Introduction
Many of my writings are excerpted from or based on my manuscript, Albedo: Reflections from Antarctica. Albedo is a work of lyrical nonfiction, a collection of narrative, descriptive, and poetic fragments, mixed with commentary on the literature and history of Antarctica. The writing grew out of a passion for Antarctic landscape and its effects on the self.
For eight austral summers, I traveled the Ross Sea region of the Antarctic as a worker in the United States Antarctic Program. From small field camps on the East Antarctic ice cap to the industrial anomaly of McMurdo Station on the coast, I enjoyed a long slow study of Antarctic geography.
Like all deserts, the Antarctic icescape is empty, lunar, and sometimes harsh. The ice continent challenges our perceptions of the physical world and of ourselves. Often the beauty is so overwhelming that we simply look away. With both notebook and camera, I have tried instead to attend in detail to the blankness that fills the landscape.

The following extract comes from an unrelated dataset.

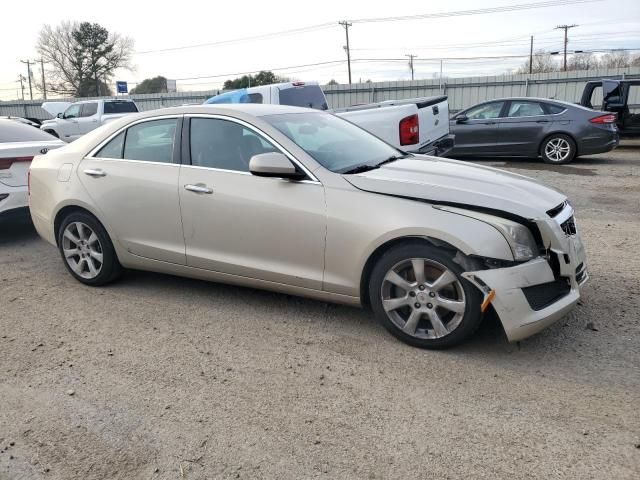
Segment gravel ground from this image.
[0,147,640,480]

Most stories about the Antarctic look outward to penguins and icebergs, or homeward to convey familiar chronicles of early exploration, scientific research, or journalists' brief visits. I've been drawn more often to the details of the self's dialogue with the Antarctic as we maintain our foothold within and against it. Albedo is the measure of how much radiating energy, e.g. sunlight, a surface reflects. Antarctica has the highest continental albedo on Earth; its near-perfect blue-whiteness reflects over 80% of the sun's energy. As a result, the whiteness of the Antarctic absorbs so little heat that the sun scarcely warms the continent. The ice remains ice, remains itself, due in large part to its albedo.

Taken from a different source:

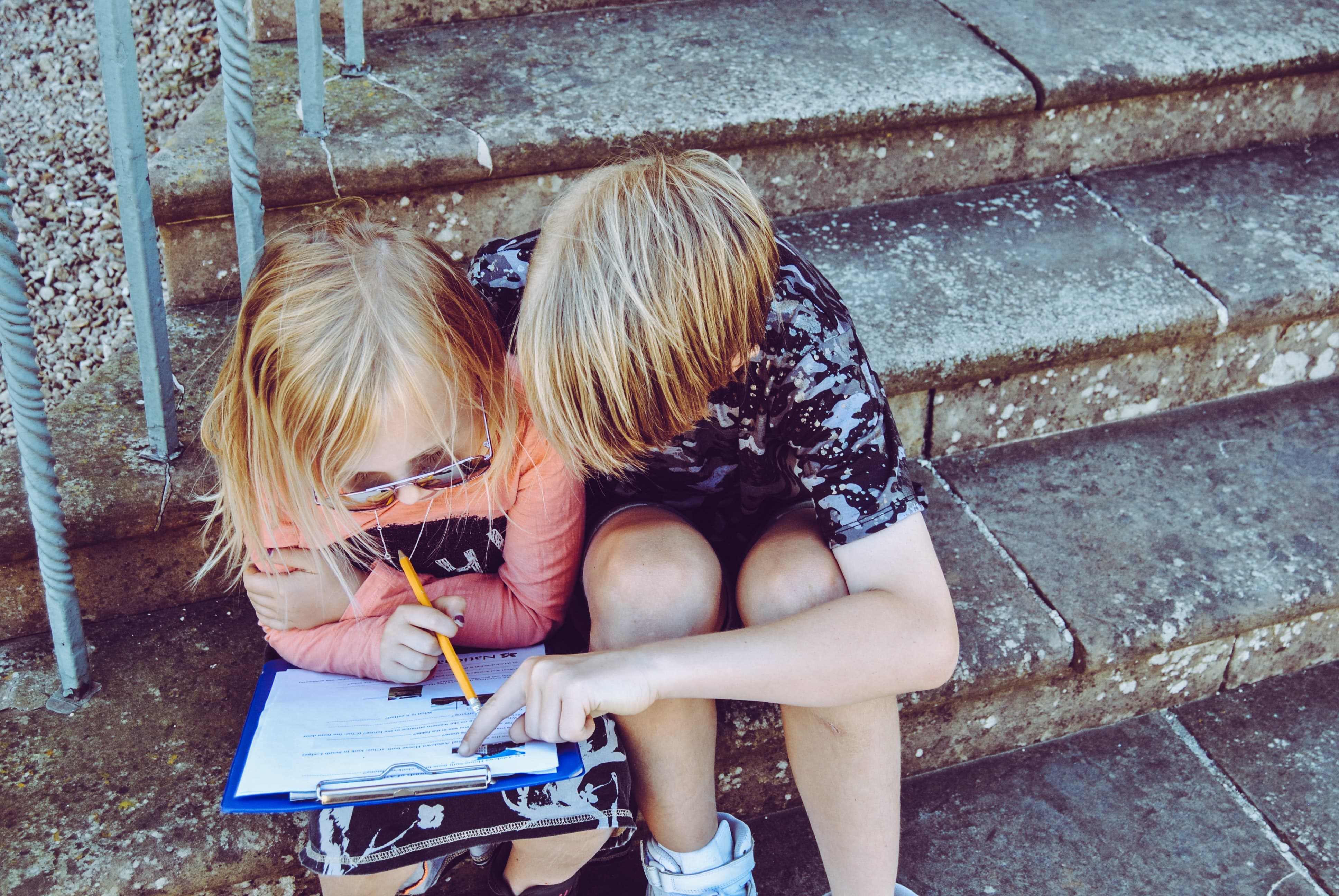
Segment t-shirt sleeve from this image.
[467,230,539,342]
[773,321,926,548]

I have loosely translated this physical term for personal purposes because I am interested in Antarctica's capacity to give reflection to thought. For eight summers in the century of human activity on the ice, I have been busy with the idea that there is much more to say about Antarctica's play on the imagination. Here the geography is so singular that our presence is inseparable from our desire to see: here we are the only figure on the figureless ground we study. This is the bright ground that obsesses me. Where else on Earth could I find such marvelous reflection?